世界の終焉のような大火、地獄が顕現したかのような業火。それは紛れもなく、兄弟のうち最大の火力を操る赫一瑪の容赦のない火焔の一太刀だった。
「こ、これが手緩いと仰有った理由か。《邪視》とは、一大哥が本気になられても、それでも殺せぬほどの怪物だと……ッ」
「こんなんじゃ……こんなんじゃ……天哥々が生きてるわけ、な……ッ」
耀龍の目には涙が滲んだ。麗祥のような心境にはなれなかった。絶望した。地獄の業火に焼かれ、耐えられる生き物がいるなど思えなかった。
「ティ……ティエ……あ……ティエン……ッ」
アキラも同様だった。上空で滞空する縁花の腕のなかで、震えながら譫言のように何度も名前を紡いだ。それしかできなかった。何もできなかった。救うことも身代わりになることも。
隔絶された世界にいて、気配も感じられず、実在さえも疑った。しかし、同じ世界にいたって、視界にいたって、何もできない。無力な自分にはできることなど何もない。
縁花は諦めるなと言った。本当にそうだ。何かする前に諦めるべきではなかった。諦める前に何かすべきだった。すべてもう遅いと悔いるくらいなら、この身を賭して、命を懸けて、何かしてあげたかった。
地上には黒い塊があった。顎を仰角に上げて両膝を突いて座りこんだ、霜髪の怪物だったものだ。髪も衣服も焼け落ちて全身真っ黒。時折パラパラと表面から黒い滓が剥げ落ちる。大火によって地表から洗い流された樹木と同じように黒炭と化していた。
バサンッ!
黒い塊に突如として羽が生えた。
その身よりも大きな皮膜の両翼を一掻き、空に舞い上がった。一瞬にして赫一瑪の眼前に到達した。
赫一瑪は黒い塊に目を見つけた。焼け爛れたり炭となったりした表面のなかでギラリと光った紫色の双眸が、こちらを見ていた。

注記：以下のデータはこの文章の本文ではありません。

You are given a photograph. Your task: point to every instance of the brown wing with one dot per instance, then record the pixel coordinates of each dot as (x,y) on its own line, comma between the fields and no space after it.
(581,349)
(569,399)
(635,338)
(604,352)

人の脂と肉の焼けた臭いがする。焼け焦げた肉をパラパラと撒き散らす。そうなってまでも息絶えることのない醜悪な怪物。
「斯様な様に成り下がり…………見るに堪えん」
赫一瑪は手刀にネェベルを纏わせて鋭利に強化し、怪物の首筋に切りつけた。
ドォンッ! ――怪物は手刀によって地面へと跳ね飛ばされた。
赫一瑪は即座に怪物を追った。
怪物は宙で一回転して脚から着地。その瞬間、皮膚の焼け焦げた黒いものが一気に弾け飛んだ。一瞬にして頭部から霜髪が生え揃い、皮膚や黒い鱗は元通りに再生された。

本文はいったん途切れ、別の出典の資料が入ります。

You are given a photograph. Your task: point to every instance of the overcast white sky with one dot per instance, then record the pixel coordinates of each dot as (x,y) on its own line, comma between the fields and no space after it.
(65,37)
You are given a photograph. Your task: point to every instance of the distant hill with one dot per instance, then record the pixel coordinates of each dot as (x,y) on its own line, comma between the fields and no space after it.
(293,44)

怪物の間近に迫っていた赫一瑪に、剥げ落ちた黒い鱗片が一斉に襲いかかった。
チュインチュインッ、カカカンッ、キンッ! ――赫一瑪の眼前に牆壁が発生して〝飛鱗〟を弾いた。
赫一瑪が怪物に向かって手刀を振り下ろし、怪物は鋭利な爪を突き出した。
ズドォオンッ!
双方の攻撃と攻撃とが接触する直前、分厚く覆ったネェベル同士が反発し合ってふたりとも反対方向へ吹き飛んだ。
赫一瑪は難なく宙で体勢を立て直して着地した。
すぐさま耀龍が近くにやって来て、大丈夫かと声をかけた。
先ほど〝飛鱗〟を防いだ牆壁、あれは耀龍が兄の為に助力したものだった。優しくはない人物だと知ってはいても、血を分けた兄弟だ。咄嗟に身を案じる情はある。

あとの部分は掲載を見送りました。